The first building at Barnbougle was a thirteenth-century tower house, constructed by the Mowbrays, a Norman family who were also lords of Dalmeny and Inverkeithing. Sir John Mowbray of Barnbougle, Laird of Dalmeny, was knighted by Sir Thomas Erskine at the battle of Homildon Hill in 1402.

The laird of Barnbougle in 1586, John Mowbray, was a supporter of Mary, Queen of Scots, his wife was a sister of William Kirkcaldy of Grange and two of their daughters served Mary in England. Gillis was betrothed to her apothecary, and Barbara married Gilbert Curll, the queen's secretary. It is thought that Mary gave Gillis Mowbray the jewellery now known as the "Penicuik Jewels".

The Links of Barnbougle was the scene of a judicial combat on 15 March 1597. James Carmichael had killed Stephen Bruntfield, Captain of Tantallon, in a duel on 22 December 1596. He was made to fight Adam Bruntfield in single combat at Barnbougle. The judges were the Duke of Lennox, the Laird of Buccleuch, and Sir James Sandilands. They wore lightweight clothes of satin and taffeta, one in blue, and one in red. Bruntfield killed Carmichael, according to some accounts in front of 5,000 spectators.

In 1615 the Mowbrays sold Barnbougle to Sir Thomas Hamilton, afterwards Earl of Haddington. It was sold again in 1662, by Sir Thomas' grandson, to Sir Archibald Primrose of Carrington, a senior judge who became Lord Justice General of Scotland in 1676. Sir Archibald's eldest son by his second marriage, also Archibald Primrose, was created Earl of Rosebery in 1703, and Barnbougle became the family seat. At some point during the 17th century, the original tower house was rebuilt or replaced.

In 1774, a plan for rebuilding the castle was drawn up by the architect Robert Adam. This proposal was for a triangular building, with the original tower at its seaward corner, but it was never executed. By the early 19th century, the castle had become dilapidated, and a wave supposedly washed into the dining room during supper. The 4th Earl of Rosebery had Dalmeny House constructed on the estate, and the family moved in on completion in 1817. Barnbougle was used to store explosives, and after being damaged in an accidental explosion, it was subsequently left as a ruin.

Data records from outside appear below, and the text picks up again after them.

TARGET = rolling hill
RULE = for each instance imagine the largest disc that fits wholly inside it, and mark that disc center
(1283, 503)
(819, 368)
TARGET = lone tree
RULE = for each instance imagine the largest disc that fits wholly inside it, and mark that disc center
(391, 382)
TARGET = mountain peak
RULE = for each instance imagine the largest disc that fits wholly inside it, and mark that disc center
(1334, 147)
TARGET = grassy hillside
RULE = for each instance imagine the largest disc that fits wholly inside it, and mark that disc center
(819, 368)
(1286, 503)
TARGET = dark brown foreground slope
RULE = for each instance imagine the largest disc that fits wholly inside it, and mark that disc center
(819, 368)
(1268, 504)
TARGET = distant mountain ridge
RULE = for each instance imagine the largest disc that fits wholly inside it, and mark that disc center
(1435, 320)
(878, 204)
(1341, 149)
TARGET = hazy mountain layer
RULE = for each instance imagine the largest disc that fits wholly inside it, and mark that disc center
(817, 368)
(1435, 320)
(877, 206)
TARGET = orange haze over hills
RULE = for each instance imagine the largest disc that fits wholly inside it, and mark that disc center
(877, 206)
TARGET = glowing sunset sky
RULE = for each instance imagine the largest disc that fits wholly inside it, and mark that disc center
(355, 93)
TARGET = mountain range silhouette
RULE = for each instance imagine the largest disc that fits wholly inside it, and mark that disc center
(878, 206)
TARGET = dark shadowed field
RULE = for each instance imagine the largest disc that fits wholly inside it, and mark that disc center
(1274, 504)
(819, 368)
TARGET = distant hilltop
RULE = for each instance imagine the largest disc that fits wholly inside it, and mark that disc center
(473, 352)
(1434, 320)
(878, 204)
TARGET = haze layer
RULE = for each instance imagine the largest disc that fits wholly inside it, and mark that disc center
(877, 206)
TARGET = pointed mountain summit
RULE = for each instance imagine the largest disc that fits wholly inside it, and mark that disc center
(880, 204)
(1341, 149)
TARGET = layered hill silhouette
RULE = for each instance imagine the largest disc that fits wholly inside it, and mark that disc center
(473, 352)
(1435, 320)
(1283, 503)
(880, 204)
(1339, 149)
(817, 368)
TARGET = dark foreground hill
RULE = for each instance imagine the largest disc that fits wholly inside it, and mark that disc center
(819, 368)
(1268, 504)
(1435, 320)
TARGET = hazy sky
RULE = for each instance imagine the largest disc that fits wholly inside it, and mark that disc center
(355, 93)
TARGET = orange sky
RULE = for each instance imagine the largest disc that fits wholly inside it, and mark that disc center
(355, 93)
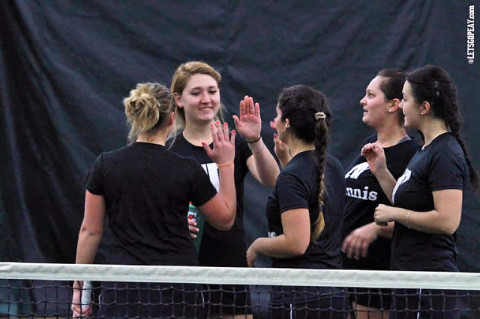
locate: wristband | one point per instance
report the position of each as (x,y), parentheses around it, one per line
(225,164)
(254,141)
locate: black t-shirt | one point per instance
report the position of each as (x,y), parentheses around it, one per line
(220,248)
(440,165)
(147,190)
(297,187)
(364,194)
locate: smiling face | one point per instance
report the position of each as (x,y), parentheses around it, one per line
(375,106)
(410,107)
(200,99)
(280,126)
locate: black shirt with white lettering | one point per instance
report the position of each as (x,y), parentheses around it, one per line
(147,189)
(364,194)
(220,248)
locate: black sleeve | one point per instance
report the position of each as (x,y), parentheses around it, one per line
(95,181)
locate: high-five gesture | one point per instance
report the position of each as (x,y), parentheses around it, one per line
(249,125)
(223,144)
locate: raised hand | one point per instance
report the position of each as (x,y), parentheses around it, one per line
(249,124)
(223,144)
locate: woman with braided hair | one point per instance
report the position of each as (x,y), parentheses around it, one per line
(304,210)
(427,198)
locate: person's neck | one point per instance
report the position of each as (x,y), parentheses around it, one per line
(159,137)
(432,129)
(298,146)
(197,134)
(390,135)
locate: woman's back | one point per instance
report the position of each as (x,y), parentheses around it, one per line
(147,190)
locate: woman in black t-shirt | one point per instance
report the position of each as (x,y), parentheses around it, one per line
(427,198)
(304,210)
(366,245)
(144,190)
(196,87)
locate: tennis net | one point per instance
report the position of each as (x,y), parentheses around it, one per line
(29,290)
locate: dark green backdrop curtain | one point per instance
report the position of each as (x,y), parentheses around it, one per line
(66,65)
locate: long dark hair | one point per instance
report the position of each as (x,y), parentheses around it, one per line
(309,116)
(433,84)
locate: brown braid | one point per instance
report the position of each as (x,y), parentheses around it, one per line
(321,133)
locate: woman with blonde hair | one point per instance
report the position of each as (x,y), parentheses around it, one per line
(196,88)
(144,189)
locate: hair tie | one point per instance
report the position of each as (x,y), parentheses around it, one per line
(320,115)
(437,92)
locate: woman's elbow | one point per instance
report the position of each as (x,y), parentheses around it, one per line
(299,248)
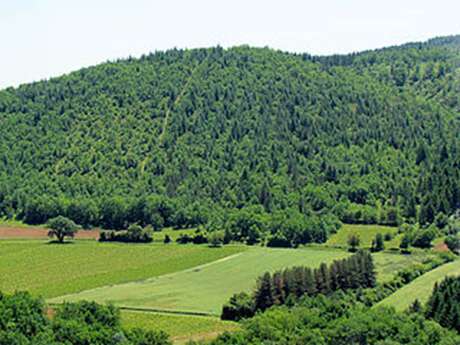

In 1881 the castle was entirely reconstructed and extended according to plans by James Maitland Wardrop, of Wardrop & Reid, in the Scots Baronial style. The older fabric of the north side was incorporated into the new building. It was primarily built to house the private library of Archibald, 5th Earl of Rosebery (1847–1929), who became Prime Minister in 1894. The collection specialised in Napoleonic as Rosebery was the author of Napoleon: The Last Phase. Lord Rosebery practised his speeches here, in a purpose-built gallery hall. Barnbougle remains a part of the Dalmeny Estate, and is still the property of the Rosebery family. It is a category A listed building.

==Description==
The castle is built on a projecting rock terrace. It incorporates some of the fabric of the original castle on the north and east sides, but is mainly a late-nineteenth-century construction. There are three storeys and an attic; the building is rubble, dressed in ashlar sandstone. Features include crow-stepped gables, bartizans (small turrets) with water spouts on the two western corners and a crenellated parapet. A panel on the east wall is inscribed "Remove Not The Ancient Landmark Which Thy Fathers Have Set. Proverbs XXII.28". A 2.4 m high obelisk sundial stands in the castle garden, having been moved there in 1890.

== Traditions ==
The antiquary William Wallace Fyfe recorded, in 1851, a legend associated with Barnbougle and nearby Hound Point. He relates that "whenever the death of any of its [Barnbougle's] lords is about to occur, the unwonted apparition of a black man, accompanied by a hound, appears upon the point, and winds from his bugle the death note of the baron. Hence the origin of the ancient name of Bar'n-bugle." Fyfe took the story as inspiration for a poem relating the adventures of "Sir Roger Mowbray" and his faithful dog on Crusade in the Holy Land, culminating in Sir Roger's death and closing with the words:
And ever when Barnbougle's lords
Are parting this scene below
Come hound and ghost to this haunted coast
With death notes winding slow.

A number of variations on this legend have been recorded, including versions where the baying of a hound, rather than a trumpet, precedes a death.